17.02.2026 – 16:02 UhrLesedauer: 2 Min.
Wer gegen E-Autos wettert, nutzt meist das ewige Argument: Es gebe zu wenig Ladesäulen. Doch eine Analyse räumt mit diesem Vorurteil jetzt gründlich auf. Die Daten zeigen: Die Infrastruktur ist der Nachfrage längst enteilt.
Die Angst vor dem leeren Akku ist unbegründet. Neue Zahlen des Energieversorgers Eon belegen: Deutschland baut sein Netz längst schneller aus, als Kritiker es wahrhaben wollen. Das Märchen vom Ladesäulen-Mangel ist am Ende.
Die Fakten sind eindeutig. Brüssel schreibt eine Ladeleistung von 1,3 Kilowatt pro Elektroauto vor. Deutschland liefert jedoch bereits 4,1 Kilowatt. Damit übererfüllt die Bundesrepublik das Ziel um das Dreifache. Fast 191.000 öffentliche Ladepunkte stehen bereit. Die Infrastruktur bremst den Umstieg nicht. Sie ist ihm weit voraus.

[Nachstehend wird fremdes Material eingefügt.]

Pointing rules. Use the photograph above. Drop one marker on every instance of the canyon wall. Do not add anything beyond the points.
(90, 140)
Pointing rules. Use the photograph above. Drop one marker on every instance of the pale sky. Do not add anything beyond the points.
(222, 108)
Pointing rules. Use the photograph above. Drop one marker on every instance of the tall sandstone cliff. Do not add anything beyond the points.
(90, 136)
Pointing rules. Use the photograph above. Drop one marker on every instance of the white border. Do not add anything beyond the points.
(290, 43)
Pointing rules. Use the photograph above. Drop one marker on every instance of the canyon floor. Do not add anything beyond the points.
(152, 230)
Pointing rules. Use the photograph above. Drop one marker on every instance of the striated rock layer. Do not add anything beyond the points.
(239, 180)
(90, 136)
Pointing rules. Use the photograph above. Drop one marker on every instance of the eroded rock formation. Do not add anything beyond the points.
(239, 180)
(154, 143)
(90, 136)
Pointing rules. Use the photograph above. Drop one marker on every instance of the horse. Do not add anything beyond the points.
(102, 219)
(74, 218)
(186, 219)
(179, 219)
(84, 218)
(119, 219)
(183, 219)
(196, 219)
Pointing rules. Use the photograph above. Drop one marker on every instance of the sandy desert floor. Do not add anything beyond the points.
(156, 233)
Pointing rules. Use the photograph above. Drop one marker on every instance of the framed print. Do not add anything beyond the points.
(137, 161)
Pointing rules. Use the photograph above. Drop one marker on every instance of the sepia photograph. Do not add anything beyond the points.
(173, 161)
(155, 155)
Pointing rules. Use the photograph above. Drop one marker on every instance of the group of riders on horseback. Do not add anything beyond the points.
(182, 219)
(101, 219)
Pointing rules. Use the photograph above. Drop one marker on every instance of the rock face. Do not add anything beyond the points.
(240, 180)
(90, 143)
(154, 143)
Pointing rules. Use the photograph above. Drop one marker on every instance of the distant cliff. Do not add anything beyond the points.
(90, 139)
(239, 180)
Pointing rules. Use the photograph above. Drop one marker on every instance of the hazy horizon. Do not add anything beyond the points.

Und dieses Überangebot hat seinen Preis. Denn die meisten Fahrer laden in der eigenen Garage. Öffentliche Säulen stehen deshalb oft tagelang leer. Für die Betreiber ist das ruinös: Weil die Kunden fehlen, schnellen die Kosten in die Höhe. Deutschland baut ein Milliarden-Grab am Straßenrand.
Während in Deutschland über Elektroautos gestritten wird, findet die echte Revolution leise statt. Bislang fahren zwar nur 2,6 Prozent der Nutzfahrzeuge elektrisch, doch diese kleine Gruppe bewirkt Gewaltiges: Knapp 109.000 E-Lkw und -Transporter sparen bereits fast eine Million Tonnen CO2 pro Jahr ein.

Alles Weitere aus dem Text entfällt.